Salahkah. Apakah salah jika aku punya mimpi besar. Angan yang terlalu tinggi. Beda dari kebanyakan orang. Apakah salah?
Aku tak ingin hidup hanya sekedar hidup. Seperti manusia kebanyakan. Aku tak ingin hanya sebagai hiasan. Jadi yang menghias apakah terlalu muluk? Bermimpi jadi berguna seperti orang besar apakah salah?
Bahkan sampai pada titik paling rendah, justru semakin membara. Apalagi, aku pernah menyaksikan bahwa harta sama sekali tak berarti. Memang tak lebih dari sekedar alat.
Aku juga pernah melihat bahwa kedudukan tak lebih penting dari kebanggaan. Hanya alat. Yang kebanyakan dijadikan tujuan.
Gila, bodoh. Tapi tetap aku tak mau disalahkan. Sampai pada titik ini semua mulai menggeliat.

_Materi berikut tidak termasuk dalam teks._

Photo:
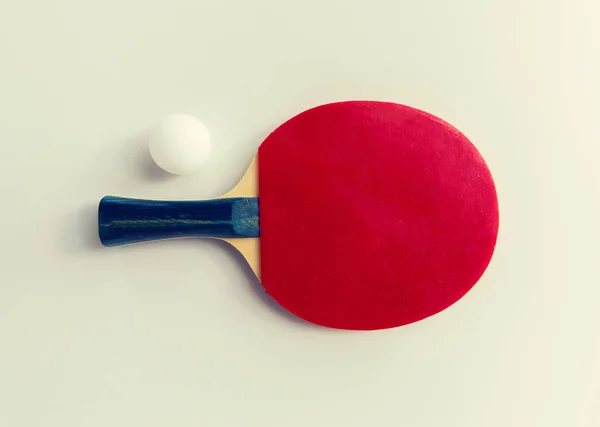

Ketidaknyamanan dalam kekurangan mulai menyeruak nke permukaan.
Aku bangga. Aku masih bertahan. Berdiri kokoh dengan idealisme rasa mahasiswa. Tajam menatap kedunguan berfikir sebagian kalangan.
Aku boleh bangga. Sampai titik tersulit ini tak serupiahpun pernah aku dapatkan dari jalan haram. Bahkan terlintas dibenak pun tak pernah. Sama sekali.
Terlepas dari semua kebanggaan itu, aku akui aku masih jauh dari berhasil. Masih jauh dari predikat orang besar. Orang baik, beriman.
Masih banyak yang harus aku pelajari. Bahkan untuk hal kecil sekalipun.
Pada titik ini aku menggila. Ingin jauh lebih tinggi dari angan. Jadi gila, apalagi setelah menatap ajal.
Ajal, yang pernah begitu dekat dimataku, meski bukan untukku, membuatku berfikir ulang. Merenungkan lagi tujuan hidup yang kumiliki. Bertanya. Apakah itu hakekat kehidupan yang ingin ku raih.
Otakku berpikir keras. Mencoba mengurai benang kusut kehidupan. Yang ditengahnya aku terlilit. Berharta, mapan dipandang. Apakah itu sebanding dengan kesempatan hidup yang hanya sekali?
Maut benar-benar membuatku restart. Mengurai kembali titik tujuan yang pernah kutetapkan. Mempertimbangkan lagi apa yang akan dilakukan.
Sungguh, menatap maut bahkan milik orang lain sekalipun, bisa membuat gila. Memikirkan, membayangkan maut membuat darah ini berdesir kencang. Merinding, apalagi jika ingat hanya sekali kita diberi kesempatan menghirup angin dunia. Aku ingin lebih berarti, lagi.